Mit Herz und Verstand

Frauen sind in Führungspositionen der Kommunalpolitik immer noch rar. Zu den Ausnahmen gehört Dietlind Tiemann. Die 59-Jährige steht seit 2003 an der Spitze der Kommunalverwaltung von Brandenburg an der Havel. Sie hat den Strukturwandel vorangetrieben und steuert die Stadt in eine gute Zukunft.

Nur jedes zehnte Rathaus in Deutschland wird derzeit von einer Frau geführt. Während in der Bundes- und Landespolitik der Anteil von Frauen sowohl in den Parlamenten als auch in den Führungs- und Entscheidungspositionen bei immerhin rund einem Drittel liegt, hat die Kommunalpolitik erheblichen Nachholbedarf. Rar sind sie also, was aber nicht heißt, dass sie nicht erfolgreich wären.
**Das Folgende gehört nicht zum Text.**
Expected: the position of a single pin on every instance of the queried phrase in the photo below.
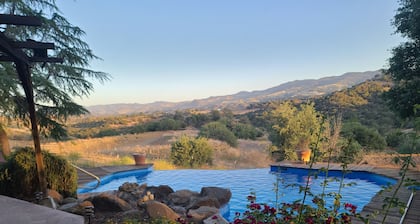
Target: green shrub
(191, 152)
(219, 131)
(409, 144)
(368, 138)
(246, 131)
(394, 138)
(351, 152)
(19, 177)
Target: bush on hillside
(246, 131)
(219, 131)
(368, 138)
(19, 177)
(191, 152)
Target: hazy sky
(177, 50)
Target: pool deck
(413, 214)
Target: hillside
(239, 101)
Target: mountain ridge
(239, 101)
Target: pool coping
(405, 195)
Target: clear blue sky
(177, 50)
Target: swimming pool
(242, 182)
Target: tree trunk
(25, 77)
(4, 142)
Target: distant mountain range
(239, 101)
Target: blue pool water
(260, 181)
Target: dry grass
(385, 160)
(118, 150)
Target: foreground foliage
(18, 177)
(191, 152)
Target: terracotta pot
(305, 155)
(139, 158)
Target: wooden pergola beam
(12, 52)
(33, 59)
(20, 20)
(31, 44)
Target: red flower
(352, 208)
(330, 220)
(255, 206)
Petra Roth, viele Jahre an der Spitze der Stadt Frankfurt am Main und an der des Deutschen Städtetages, fällt einem sofort ein, wenn man nach Oberbürgermeisterinnen sucht, die im Kommunalen Entscheidendes bewegt und sich hohe Anerkennung erworben haben. Oder Helma Orosz, erste Frau an der Spitze Dresdens in dessen 800-jähriger Geschichte. Sie, die Ende Februar aus gesundheitlichen Gründen ihr Amt als Oberbürgermeisterin niederlegt, prägte in den letzten Jahren die sächsische Landeshauptstadt in besonderem Maße.
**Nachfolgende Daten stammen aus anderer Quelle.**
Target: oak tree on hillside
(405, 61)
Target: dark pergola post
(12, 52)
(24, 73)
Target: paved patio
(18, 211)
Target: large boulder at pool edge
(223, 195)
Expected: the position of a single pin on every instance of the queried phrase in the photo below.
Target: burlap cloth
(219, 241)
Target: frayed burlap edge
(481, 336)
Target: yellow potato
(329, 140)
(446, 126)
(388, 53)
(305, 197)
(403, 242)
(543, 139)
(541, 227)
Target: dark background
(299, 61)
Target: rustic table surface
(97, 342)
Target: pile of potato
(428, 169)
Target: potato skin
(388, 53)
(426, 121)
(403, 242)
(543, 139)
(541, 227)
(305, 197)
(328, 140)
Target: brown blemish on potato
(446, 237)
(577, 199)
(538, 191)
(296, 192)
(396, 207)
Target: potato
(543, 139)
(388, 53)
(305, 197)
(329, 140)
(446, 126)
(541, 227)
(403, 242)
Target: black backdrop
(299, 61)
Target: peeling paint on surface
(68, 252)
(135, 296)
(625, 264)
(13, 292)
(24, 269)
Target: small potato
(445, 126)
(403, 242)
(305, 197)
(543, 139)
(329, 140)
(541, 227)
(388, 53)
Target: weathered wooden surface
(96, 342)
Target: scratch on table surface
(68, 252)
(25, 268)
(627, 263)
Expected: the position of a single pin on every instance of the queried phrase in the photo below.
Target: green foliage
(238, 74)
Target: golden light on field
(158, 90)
Von der bundesweiten Medienöffentlichkeit weniger beachtet sind es aber auch Bürgermeisterinnen kleiner und mittlerer Kommunen, die hervorragende Arbeit leisten. So beispielsweise Eva Söllner aus dem hessischen Liederbach, deren Leistungen die Bürger an der Wahlurne auch dann honorieren, wenn es mangels Gegenkandidaten eigentlich gar keine Wahl gibt.

Zur Person

Dr. Dietlind Tiemann (Jg. 1955, verheiratet, 1 Sohn), ist seit 2003 Oberbürgermeisterin der Stadt Brandenburg an der Havel (Brandenburg). Die Wirtschaftswissenschaftlerin verfügt über umfangreiche Erfahrungen in der Baubranche, von 1994 bis 2003 war sie geschäftsführende Gesellschafterin im eigenen Bauunternehmen.
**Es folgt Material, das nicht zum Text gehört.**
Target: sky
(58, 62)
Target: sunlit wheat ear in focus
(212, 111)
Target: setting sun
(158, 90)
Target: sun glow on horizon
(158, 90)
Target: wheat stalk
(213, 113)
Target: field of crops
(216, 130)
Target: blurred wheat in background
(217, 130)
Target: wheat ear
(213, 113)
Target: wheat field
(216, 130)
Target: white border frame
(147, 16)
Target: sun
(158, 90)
Doch sie bleiben Ausnahmeerscheinungen. Zu der seltenen Spezies weiblicher Rathausspitzen gehört Dietlind Tiemann. Die 59-jährige promovierte Wirtschaftswissenschaftlerin bestimmt seit 2003 an der Spitze der Kommunalverwaltung über die Geschicke der Stadt Brandenburg an der Havel. Dies mit Erfolg und Weitblick – letzteres nicht nur hinsichtlich der Entwicklung ihrer eigenen Stadt, sondern auch in Bezug auf die Frage, wie es mit der kommunalen Selbstverwaltung im Land Brandenburg künftig weitergehen soll.

Dietlind Tiemann macht aber auch vor, dass sich Frauen im klassisch männerdominierten Politikbetrieb ernsthaft behaupten können. Einfach ist das nicht, weil es den Frauen an Vorbildern für den Job im Rathaus fehlt und weil in ihren Lebenskonzepten das politische und berufliche Ziel „Bürgermeister“ nicht in dem Maße wie bei Männern verankert ist.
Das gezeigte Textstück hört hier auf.